Mais la foiblesse principale du royaume de Syrie venoit de celle de la cour, où régnoient des successeurs de Darius, et non pas d'Alexandre. Le luxe, la vanité, la mollesse, qui en aucun siècle n'ont quitté les cours d'Asie, régnoient surtout dans celle-ci. Le mal passa au peuple et aux soldats, et devint contagieux pour les Romains mêmes, puisque la guerre qu'ils firent contre Antiochus est la vraie époque de leur corruption.

'J'en dirai les raisons au Chap. xv. Elles sont tirées en partie de la disposition géographique des deux empires.

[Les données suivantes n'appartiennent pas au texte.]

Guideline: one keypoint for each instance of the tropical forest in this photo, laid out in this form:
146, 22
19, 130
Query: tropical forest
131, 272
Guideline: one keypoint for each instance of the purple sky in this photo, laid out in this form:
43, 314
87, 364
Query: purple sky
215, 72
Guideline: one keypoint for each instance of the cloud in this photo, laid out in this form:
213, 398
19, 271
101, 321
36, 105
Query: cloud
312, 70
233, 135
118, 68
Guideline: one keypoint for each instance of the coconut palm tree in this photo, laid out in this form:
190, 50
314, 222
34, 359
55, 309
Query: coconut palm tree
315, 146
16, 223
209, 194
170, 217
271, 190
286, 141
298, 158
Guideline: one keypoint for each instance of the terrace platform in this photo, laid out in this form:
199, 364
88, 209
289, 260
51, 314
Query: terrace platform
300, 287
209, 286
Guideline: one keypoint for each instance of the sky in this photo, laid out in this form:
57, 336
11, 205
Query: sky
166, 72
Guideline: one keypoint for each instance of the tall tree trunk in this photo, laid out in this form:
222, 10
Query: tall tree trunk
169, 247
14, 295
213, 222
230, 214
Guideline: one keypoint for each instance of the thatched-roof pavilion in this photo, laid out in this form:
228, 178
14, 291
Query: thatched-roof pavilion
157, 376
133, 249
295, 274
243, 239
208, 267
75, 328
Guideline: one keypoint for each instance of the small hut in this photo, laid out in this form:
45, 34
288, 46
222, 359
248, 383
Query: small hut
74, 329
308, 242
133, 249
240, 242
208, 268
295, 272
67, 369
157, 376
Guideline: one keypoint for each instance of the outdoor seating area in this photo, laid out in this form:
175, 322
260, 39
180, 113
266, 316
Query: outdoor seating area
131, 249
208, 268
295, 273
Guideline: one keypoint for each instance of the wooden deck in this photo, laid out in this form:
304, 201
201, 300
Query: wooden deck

Telle étoit la situation du royaume de Syrie, lorsque Antiochus, qui avoit fait de grandes choses, entreprit la guerre contre les Romains : mais il ne se conduisit pas même avec la sagesse que l'on emploie dans les affaires ordinaires. Annibal vouloit qu'on renouvelât la guerre en Italie, et qu'on gagnât Philippe, ou qu'on le rendit neutre. Antiochus ne fit rien de tout cela il se montra dans la Grèce avec une petite partie de ses forces; et, comme s'il avoit voulu y voir la guerre, et non pas la faire, il ne fut occupé que de ses plaisirs. Il fut battu, et s'enfuit en Asie plus effrayé que vaincu.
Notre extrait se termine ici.